The miner reported the best half-year profit in its 104 year history, from £7.3bn in 2020 to £15.6bn.
£6.4bn for Shell investors
Savers and retirees got a big boost when Shell increased its dividend by nearly 40 percent and launched a £1.4 billion share buyback programme.
The FTSE100 energy supermajor will hand investors a total of £6.4 billion for the second quarter.

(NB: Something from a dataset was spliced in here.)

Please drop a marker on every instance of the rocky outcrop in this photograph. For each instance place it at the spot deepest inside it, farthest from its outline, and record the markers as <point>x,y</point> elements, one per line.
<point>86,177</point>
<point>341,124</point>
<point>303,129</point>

Shell was able to increase the amount it will give to shareholders after oil prices bounced back to above $75 a barrel as the global economy began to recover. It made a profit of £3.9 billion – slightly higher than the city’s projections. Shares rose 3.9 percent, or 54p, to 1438p on the news.
In April 2020, the company cut its dividend by two-thirds to 12.6 pence per share after the Covid crisis led to a drop in oil demand and prices.
It was the first reduction in Shell’s payout since World War II. Bosses said the decision was ‘cautious’, but it was labeled a ‘devastating’ blow to the British whose pension funds, stock market-linked savings accounts and mutual funds all invest in Shell and benefit from its division.
Rival BP also made drastic cuts last year, but has since increased them. It will reveal in its second quarter results next week whether it is now in a similar position to Shell.
Shell CEO Ben van Beurden said yesterday that he is increasingly confident that oil prices will remain strong for the foreseeable future.
BAE’s futuristic jet released for takeoff
BAE Systems has raised £250m in taxpayers’ money to develop the futuristic British fighter jet Tempest.
The defense group announced the deal with the Ministry of Defense as it increased its half-year dividend from 9.4 pence to 9.9 pence.
Flying high: BAE Systems has raised £250m in taxpayers’ money to develop the UK’s futuristic Tempest fighter jet (pictured)
To give investors another boost, BAE also said it would launch a £500m share buyback program after profits jumped two-thirds to £1.2bn.
The Tempest project aims to design a successor to the Typhoon jets currently in use.
In early plans for the plane, BAE said the plane could fly unmanned and have radar that can capture “a city’s data” in a second.
Diageo cheers to cocktail culture
Diageo posted record sales thanks to recovering consumer demand and the return of cocktail culture during the Covid19 pandemic.
The FTSE100 drinks maker, which makes Gordon’s gin and Smirnoff vodka, revealed net sales rose 16 percent in the year to June to £12.7 billion.
The jump helped boost profits by 81.3 percent to £3.7 billion. It increased the final dividend by 5 percent to 44.59 pence per share, equivalent to £1 billion.
In Britain, sales rose 7 percent, boosted by a 16 percent increase in spirits as shoppers bought more whisky, Baileys, vodka and gin. However, beer sales fell 16 percent due to the ‘significant impact’ of forced on-trade closures in the UK.
SALES ASTRAZENECA STIMULATED BY COVID-19 JAB
Astrazeneca has posted a massive increase in sales, boosted by its Covid19 vaccine.
The British pharmaceutical group said yesterday that revenues are up 18 percent to £11.1 billion in the first half of 2021.
That included £838 million of the Covid-19 vaccine the company was co-developing with the University of Oxford, of which £640 million came in the second quarter.
By comparison, US rival Pfizer expects to make £24 billion in sales – meaning it can share £7 billion in profits with partner BioNTech.
Unlike rivals, Astra’s deal with Oxford stipulates that it must sell the jabs at cost during the pandemic. Controversies surrounding Astra’s Covid jab have prompted Astra to weigh up options for the future of its vaccine business.
Yesterday, Ruud Dobber, head of Astra’s biopharmaceutical division, said the company was exploring “various options” for the company.
The company’s strong growth in the first half included a 19 percent jump in sales of cancer drugs such as Tagrisso, Imfinzi and Lynparza, as well as a 26 percent jump in emerging markets, primarily driven by China.
The company announced a dividend of 64.8 pence per share.
Astrazeneca shares rose 0.1 percent, or 11p, to 8277p.